Brett Knowles scored with 44 seconds left in the game, propelling No. 14 Minnesota State to a 2-1 upset over top-ranked Minnesota at Mariucci Arena, ending the Gophers’ 10-game unbeaten streak.
The goal was Knowles’ second of the year and came of a rebound from a shot from the blue line by Zach Palmquist. Knowles made no mistake and buried the loose puck into the open net.
“We fought through a lot that third period,” said Minnesota State coach Mike Hastings. “I thought the guys played well tonight. I didn’t think we created a lot of their offense, which was important for us and found a way to get one.”
“The way both goalies were playing, that’s kind a of the way it looked,” Minnesota coach Don Lucia said. “It wasn’t probably going to be a clean shot.”

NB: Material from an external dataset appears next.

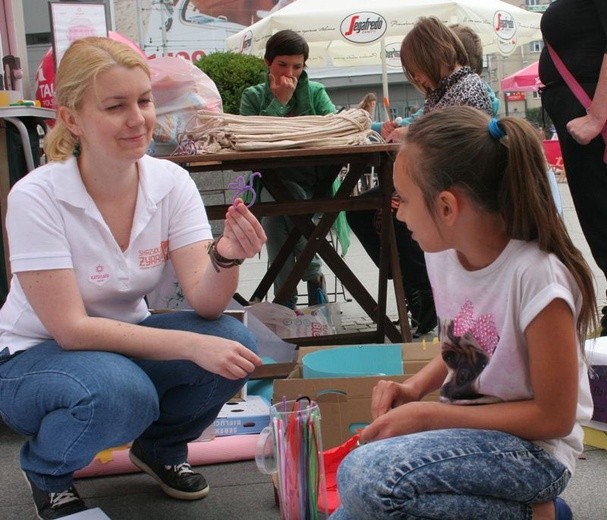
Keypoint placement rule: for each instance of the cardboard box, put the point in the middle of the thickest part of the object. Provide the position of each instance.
(345, 402)
(238, 417)
(595, 434)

The Gophers did not go down without a fight in the remaining 44 seconds, nearly tying the game twice.
“I do not know how that last one did not go in,” said Hastings. “They had a good look at it.”
The valiant effort capped a period where Minnesota outplayed the Mavericks winning faceoff after faceoff and peppered goaltender Stephon Williams with 20 shots.
“We were playing a little bit on our heels and Minnesota showed why they are the No. 1 team in the country,” said Hastings.
Williams was superb, stopping 37 of 38 shots on the game and outdueling fellow freshman netminder Adam Wilcox, who stopped 31 shots.
“I thought [Williams] was really good tonight, especially at the end, really throughout the third period,” Hastings said.
Nate Schmidt opened the scoring at 7:48 of the second. Nate Condon found Schmidt make a run up the weak side. The pass was behind Schmidt, who showed great hands rotating the puck to his forehand before popping the puck over Williams.
Johnny McInnis tied the score at 16:42 of the second with a power-play goal. Wilcox lost track of where the puck was behind the net. Matt Leitner fed for the four-foot tap in as Wilcox looked over his shoulder.
The Mavericks started strong putting pressure on the Gophers from the opening draw, notching seven of the first 10 shots and outshooting Minnesota 12-8 on the stanza. Despite the high number of shots for Minnesota State, the Mavericks had very few high-quality chances.
“We came out early and they had the momentum the first half of the game,” Lucia said. “We were kinda sagging. We weren’t playing on our toes.”
The best scoring opportunity of the first came when Minnesota’s Travis Boyd was stopped on a back-door one-timer on the tail end of a two-on-one rush from just at the edge of the crease. Williams went pipe to pipe to stuff Boyd.